Subsidizing fresh produce and plant-based foods could reduce diet-related illness and health care costs.
Study finds a plant-based payoff with ‘produce prescriptions’
You are what you eat, an old saying goes. Now researchers in the United States say there’s some evidence that subsidizing fresh produce and plant-based foods through insurance programs is a sustainable approach to reducing both diet-related illness and health care costs.
Food PRICE (Policy Review and Intervention Cost-Effectiveness) is a research center at Tufts University, where cardiologist Dr. Dariush Mozaffarian and his colleagues at the Friedman School of Nutrition explore the connections between diet and human health. Four other universities and hospitals partner with the center, which is sponsored by the National Institutes of Health (NIH).
While the EAT-Lancet Commission, Greenpeace and other academic and advocacy communities make clear the need for a global shift to plant-based diets – a win-win for both people and the planet – the Tufts researchers look at how those health gains might work through insurance benefits or incentives. A new paper published in the journal PLOS Medicine shows the results of data simulations using Medicaid and Medicare, the largest U.S. national health insurance programs which now cover one in three Americans.
The study used a CVD-PREDICT data simulation model to run two different scenarios using statistically accurate samples of those 82 million people. In the first scenario, they evaluated the impact of a 30 percent subsidy on fruits and vegetables. The second one, called the “healthy food incentive,” kept the 30 percent subsidy level but applied it more broadly to include things like whole grains, nuts and seeds.
Projecting across the average years of care under those programs – simulated at 18.3 years – the Tufts team found an estimated 1.93 million cardiovascular disease events prevented through the incentives. It also predicts a USD$39.7 billion reduction in formal health care costs, all in the fruits and vegetables scenario.

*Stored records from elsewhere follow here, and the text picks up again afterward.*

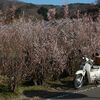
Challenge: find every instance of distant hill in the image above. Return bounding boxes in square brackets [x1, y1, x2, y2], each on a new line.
[0, 0, 100, 20]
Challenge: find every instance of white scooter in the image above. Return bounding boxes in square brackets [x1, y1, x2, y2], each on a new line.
[74, 57, 100, 89]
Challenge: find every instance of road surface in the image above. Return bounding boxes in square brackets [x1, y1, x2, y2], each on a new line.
[20, 86, 100, 100]
[48, 86, 100, 100]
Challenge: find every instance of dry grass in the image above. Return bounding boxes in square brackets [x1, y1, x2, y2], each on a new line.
[0, 17, 100, 91]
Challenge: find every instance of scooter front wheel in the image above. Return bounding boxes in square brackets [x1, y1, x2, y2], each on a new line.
[74, 74, 83, 89]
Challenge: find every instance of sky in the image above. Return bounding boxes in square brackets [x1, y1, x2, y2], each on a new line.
[20, 0, 96, 5]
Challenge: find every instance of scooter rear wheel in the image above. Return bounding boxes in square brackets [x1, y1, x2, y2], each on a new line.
[74, 74, 83, 89]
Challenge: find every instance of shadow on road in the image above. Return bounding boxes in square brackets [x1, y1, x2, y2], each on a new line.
[23, 90, 87, 99]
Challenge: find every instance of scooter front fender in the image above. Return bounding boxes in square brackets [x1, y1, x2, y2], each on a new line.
[75, 70, 85, 76]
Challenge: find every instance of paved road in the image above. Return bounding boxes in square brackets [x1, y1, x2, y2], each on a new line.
[22, 86, 100, 100]
[49, 86, 100, 100]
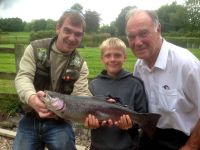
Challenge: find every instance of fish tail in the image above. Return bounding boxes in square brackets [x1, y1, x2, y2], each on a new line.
[138, 113, 161, 138]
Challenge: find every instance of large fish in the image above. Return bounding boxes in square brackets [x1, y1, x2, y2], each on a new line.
[43, 91, 160, 137]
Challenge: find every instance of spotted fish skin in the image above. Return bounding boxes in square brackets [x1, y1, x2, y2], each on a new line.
[43, 91, 161, 137]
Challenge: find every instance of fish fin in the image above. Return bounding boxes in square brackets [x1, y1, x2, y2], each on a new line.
[138, 113, 161, 139]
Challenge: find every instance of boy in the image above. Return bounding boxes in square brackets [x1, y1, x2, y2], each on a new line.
[85, 38, 147, 150]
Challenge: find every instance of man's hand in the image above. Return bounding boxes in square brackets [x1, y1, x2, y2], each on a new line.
[84, 114, 100, 129]
[28, 91, 55, 118]
[114, 115, 133, 130]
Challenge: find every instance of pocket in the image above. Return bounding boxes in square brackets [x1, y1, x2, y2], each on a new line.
[158, 88, 178, 112]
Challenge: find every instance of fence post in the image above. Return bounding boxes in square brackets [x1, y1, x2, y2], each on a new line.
[15, 44, 25, 73]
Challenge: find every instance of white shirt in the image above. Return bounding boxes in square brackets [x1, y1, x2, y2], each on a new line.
[134, 40, 200, 135]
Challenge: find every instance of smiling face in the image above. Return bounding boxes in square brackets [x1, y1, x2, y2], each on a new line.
[126, 12, 162, 66]
[56, 18, 84, 53]
[101, 48, 126, 77]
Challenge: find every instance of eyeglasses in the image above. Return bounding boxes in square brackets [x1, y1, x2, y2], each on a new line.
[63, 27, 84, 38]
[64, 9, 85, 20]
[127, 30, 150, 41]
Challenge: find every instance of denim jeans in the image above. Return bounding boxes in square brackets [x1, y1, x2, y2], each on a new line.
[13, 115, 76, 150]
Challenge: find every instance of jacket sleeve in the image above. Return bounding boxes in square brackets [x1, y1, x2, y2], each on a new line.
[15, 45, 36, 103]
[71, 61, 91, 96]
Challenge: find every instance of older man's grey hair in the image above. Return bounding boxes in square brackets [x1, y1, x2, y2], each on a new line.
[125, 9, 160, 28]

In the “healthy food incentive” scenario, Mozaffarian and his colleagues estimate 3.28 million CVD events prevented – along with some diabetes reductions – and a savings of $100.2 billion in care costs. The research also found incentive programs cost-effective in implementation and in societal payoff.
“Implementing healthy food prescriptions within large government healthcare programs to promote healthier eating could generate substantial health gains and be highly cost-effective,” the team said.
They also point to a new “Produce Prescription Program,” which is part of a $20 million pilot launch included in the most recent U.S. Farm Bill authorization in December. Under the Harvesting Health Pilot Projects portion, the grant money will be spread across five years to test its “food as medicine” impact in low-income settings where people find cost or information barriers to choosing a plant-based diet.
That legislation was welcomed by advocates such as Wholesome Wave, which supports doctors, clinics and hospitals in writing “produce prescriptions,” with 69 percent of patients eating more plant-based foods. The bill also commits $400 million to local food chains, and $250 million for low-income seniors and veterans to spend on produce at local farmers markets.
What the new Tufts research does is establish a data link between healthy food prescriptions and their impact, expense and cost-effectiveness. It’s another step forward in establishing the importance of more sustainable plant-based diets, and helping to make change more accessible to real people.